Scientists have announced that some tiny zircon crystals, small enough that you need a magnifying glass, are 4.4 billion years old.

The crystals were found on a western Australian sheep farm, the Los Angeles Times reports. The location, which is known to be a fairly stable part of the Earth, helped keep the zircon crystals around.

Professor John Valley, of geoscience at the University of Wisconsin-Madison and who also discovered the crystal, said, "The Earth's tectonic processes are constantly destroying rocks." He added, "This may be one place where the oldest material has been preserved."

The scientists involved in dating the rock have published their study in the upcoming issue of Nature Geoscience. Valley and his team dated the crystals twice just to be sure they had the date right.

One process used to date the 4.4 billion-year-old crystal is called the uranium lead system and checks to see how many of the uranium atoms inside of the crystal have decayed into lead.
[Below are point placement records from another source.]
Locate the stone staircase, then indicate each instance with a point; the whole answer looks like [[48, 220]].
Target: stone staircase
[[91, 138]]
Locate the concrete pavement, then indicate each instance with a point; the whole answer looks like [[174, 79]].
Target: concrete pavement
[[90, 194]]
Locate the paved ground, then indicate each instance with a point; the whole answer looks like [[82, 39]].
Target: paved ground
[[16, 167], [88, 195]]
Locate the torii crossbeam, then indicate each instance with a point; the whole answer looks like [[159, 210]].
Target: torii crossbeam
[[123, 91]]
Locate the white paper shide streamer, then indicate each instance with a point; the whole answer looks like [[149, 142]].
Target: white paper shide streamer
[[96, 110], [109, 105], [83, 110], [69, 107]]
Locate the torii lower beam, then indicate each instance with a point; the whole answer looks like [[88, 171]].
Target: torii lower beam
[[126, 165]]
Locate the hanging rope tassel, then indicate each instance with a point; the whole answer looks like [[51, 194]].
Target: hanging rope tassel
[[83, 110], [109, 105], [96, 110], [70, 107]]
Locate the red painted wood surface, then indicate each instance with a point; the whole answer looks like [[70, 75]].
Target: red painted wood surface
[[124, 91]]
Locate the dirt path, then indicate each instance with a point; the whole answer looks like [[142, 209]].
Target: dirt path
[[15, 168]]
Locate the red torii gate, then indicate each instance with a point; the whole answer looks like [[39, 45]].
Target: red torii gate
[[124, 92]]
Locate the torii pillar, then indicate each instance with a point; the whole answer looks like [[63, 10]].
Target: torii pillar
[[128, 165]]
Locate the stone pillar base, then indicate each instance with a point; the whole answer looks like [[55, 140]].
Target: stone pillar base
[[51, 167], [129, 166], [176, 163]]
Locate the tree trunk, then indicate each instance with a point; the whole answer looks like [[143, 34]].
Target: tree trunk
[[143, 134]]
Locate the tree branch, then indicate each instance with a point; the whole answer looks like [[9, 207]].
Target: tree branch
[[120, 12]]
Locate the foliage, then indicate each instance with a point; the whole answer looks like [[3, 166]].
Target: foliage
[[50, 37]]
They also used another dating method called atom-probe tomography to please some of their critics who felt the findings from their other method were possibly flawed.

According to NPR, geologist Sam Bowring, of the Massachusetts Institute of Technology, said, "I think people will be impressed with the technique and impressed with the conclusions [of the study] and agree with them."

The zircon crystals Valley discovered are the oldest ever discovered and come from a time when the Earth was still forming and had yet to support life. The crystals formed shortly after something hit the Earth and created the moon. The planet "would have glowed almost like a star. Nothing could exist on the surface. There would be no continental land masses. There'd be no liquid water," Valley said.